Semptomların Uçuş Sıklığına Göre Değişimi
Peki yüksek gelir düzeyi neden Korona semptomlarına sebep oluyor? Bunun birçok açıklaması olabilir. Ancak muhtemel nedenlerden birisi, bu kişilerin seyahat sıklığı. Bu amaçla elimdeki verileri üç gruba bölüyorum:
1) “Sık uçanlar”: Ankete katılanlar arasında aylık uçuşları en yoğun olan %25'lik grup.
2) “Hiç uçmayanlar”
3) “Seyrek uçanlar”: 1 ve 2’den geriye kalan grup.

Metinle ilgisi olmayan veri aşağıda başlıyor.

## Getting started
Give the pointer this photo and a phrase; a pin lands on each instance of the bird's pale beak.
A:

Sonuçları Grafik 4’te gösteriyorum. Hiç uçmayanlarda semptomlar en düşük seviyeyken, seyrek uçanlarda semptomlar daha yüksek seviyede. Ancak en yüksek oran, sık uçan insanlar arasında gözlemleniyor. Türkiye’de sık uçan grubun semptom oranı, zaman içerisinde uçmayanlara yaklaşıyor ve Mayıs ayında aynı seviyeye geliyor.
Özetle:
1) Veriler, toplumun bilinçlenmesi için çok önemli. Korona’nın toplumda nasıl görüldüğü hakkında ne kadar çok şey bilirsek, toplum olarak o kadar bilinçli davranır ve önlem alabiliriz.

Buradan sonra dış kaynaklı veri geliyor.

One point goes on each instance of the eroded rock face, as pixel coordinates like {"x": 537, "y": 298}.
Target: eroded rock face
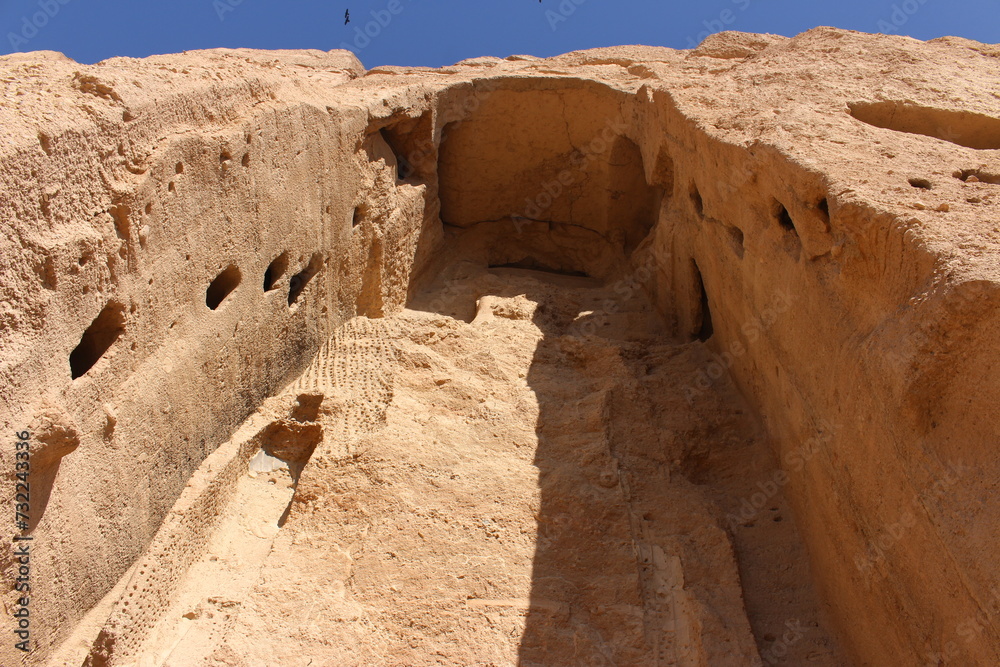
{"x": 184, "y": 234}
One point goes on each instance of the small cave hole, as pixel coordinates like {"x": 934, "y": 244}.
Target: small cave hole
{"x": 784, "y": 218}
{"x": 703, "y": 315}
{"x": 736, "y": 236}
{"x": 977, "y": 176}
{"x": 824, "y": 209}
{"x": 275, "y": 270}
{"x": 102, "y": 333}
{"x": 696, "y": 201}
{"x": 298, "y": 282}
{"x": 223, "y": 285}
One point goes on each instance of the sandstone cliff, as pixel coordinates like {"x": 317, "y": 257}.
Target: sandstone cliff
{"x": 817, "y": 219}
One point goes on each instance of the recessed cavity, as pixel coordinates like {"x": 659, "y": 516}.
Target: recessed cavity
{"x": 275, "y": 270}
{"x": 298, "y": 282}
{"x": 977, "y": 176}
{"x": 736, "y": 236}
{"x": 703, "y": 313}
{"x": 223, "y": 285}
{"x": 972, "y": 130}
{"x": 102, "y": 333}
{"x": 696, "y": 201}
{"x": 783, "y": 217}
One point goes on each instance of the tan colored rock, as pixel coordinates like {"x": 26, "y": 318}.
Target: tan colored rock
{"x": 633, "y": 354}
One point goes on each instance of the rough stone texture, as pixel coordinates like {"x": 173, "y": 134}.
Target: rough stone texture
{"x": 185, "y": 236}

2) Semptom oranları Mart sonundan itibaren düşüyor ancak bu düşüş Nisan’ın üçüncü haftasına duruyor. Buradaki muhtemel sebeplerden bir tanesi, uygulanan sokağa çıkma yasakları esnasındaki market ulaşımlarının da yasaklanması (detaylar için lütfen dünkü yazımı okuyunuz).
3) Semptomlar özellikle 45 yaş üstü kişilerde daha çok görülüyor (burada 45 yaş altındakiler daha çok asemptomatik olabilirler, bunu bilebilmemiz mümkün değil).
4) Semptomlar daha çok yüksek gelirlilerde görülüyor.
5) Semptomlar daha çok sık seyahat eden ve sık uçan kişilerde görülüyor.
Politika Önerisi:
Bu sonuçlarda özellikle benim gibi sık seyahat eden kişiler için ciddi uyarılar var. Hem yurt içi hem yurt dışı uçuşların yeniden başlamak üzere olduğu bu günlerde, filmi başa sarmamak için çok dikkatli olunmalı. Uçaklar sosyal mesafenin korunmasının en zor olduğu yerlerin başında geliyor. Verilerden de gördüğümüz gibi, sık uçmak ile semptomlar arasında çok ciddi bir korelasyon var. Yapılması gereken, eski uçuş uygulamalarını terk etmek ve uçuş öncesi ve uçak içi sosyal mesafe düzeninin çok ciddi bir şekilde yeniden düzenlenmesidir.